Por Marcos Rolim
A julgar pelos noticiários, um fantasma assola o Brasil: o Programa Nacional de Direitos Humanos em sua terceira versão (PNDH-III). Todas as potências da Santa Aliança unem-se contra ele: setores da mídia, políticos conservadores, o agronegócio, os militares e a cúpula da Igreja. Os críticos afirmam que o programa propõe a "revisão da Lei de Anistia", que é autoritário ao propor "controle sobre os meios de comunicação", além de ser "contra o agronegócio".
Auxiliei a redigir o texto final do Programa, juntamente com os professores Paulo Sérgio Pinheiro e Luiz Alberto Gomes de Souza. A parte que me coube foi a da Segurança Pública, mas participei de todos os debates. Assinalo, assim, que a 11ª Conferência Nacional de Direitos Humanos havia proposto uma "Comissão de Verdade e Justiça"; nome que traduzia a vontade de "investigar e punir" os responsáveis pelas violações durante a ditadura. O PNDH-III, entretanto, propôs uma "Comissão da Verdade", porque prevaleceu o entendimento de que o decisivo é a recuperação das informações, ainda sonegadas, sobre as execuções e a tortura.
Prática democrática
O Programa não fala em "revisar a Lei da Anistia"; pelo contrário, afirma que a Comissão deve "colaborar com todas as instâncias do Poder Público para a apuração de violações de Direitos Humanos, observadas as disposições da Lei nº 6.683, de 28 de agosto de 1979". Para quem não sabe, a lei citada é a Lei de Anistia. A notícia, assim, era o afastamento da pretensão punitiva. O caminho escolhido, como se sabe, foi o oposto; o que não assinala informar mal, mas desinformar, simplesmente.
No mais, é interessante que os críticos nunca tenham se manifestado quando, no período do presidente Fernando Henrique Cardoso, propostas muito semelhantes foram apresentadas. Senão vejamos: no que diz respeito aos conflitos agrários, o PNDH-I (1996) já propunha "projeto de lei para tornar obrigatória a presença no local, do juiz ou do Ministério Público, no cumprimento de mandado de manutenção ou reintegração de posse de terras, quando houver pluralidade de réus, para prevenir conflitos violentos no campo, ouvido também o Incra". O PNDH-II, seis anos depois, repetiu a proposta.

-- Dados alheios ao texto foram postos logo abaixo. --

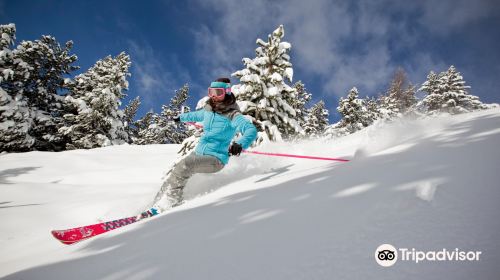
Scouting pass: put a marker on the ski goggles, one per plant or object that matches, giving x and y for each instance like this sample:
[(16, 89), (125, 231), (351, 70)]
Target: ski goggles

Qual a novidade, neste particular, do PNDH-III? Apenas a ideia de mediação dos conflitos; prática que tem sido usual e que seria institucionalizada por lei. A senadora Kátia Abreu, então, pode ficar tranquila. Se o governo apresentar o projeto, ela terá a chance de se posicionar contra a mediação de conflitos e exigir que o tema seja resolvido à bala, como convém a sua particular concepção de democracia.
Reação vexatória
Uau! Não são estas as armas dos inimigos da "liberdade de expressão"? Mas, se é assim, por que os críticos não identificaram o "ovo da serpente" na época?
Mais uma vez, ao invés de aprofundar o debate sobre as políticas públicas, a maior parte da mídia se deliciou com a reação vexatória dos militares, com o oportunismo da direita e com o medievalismo da Igreja, e o fez às custas da informação, para não variar.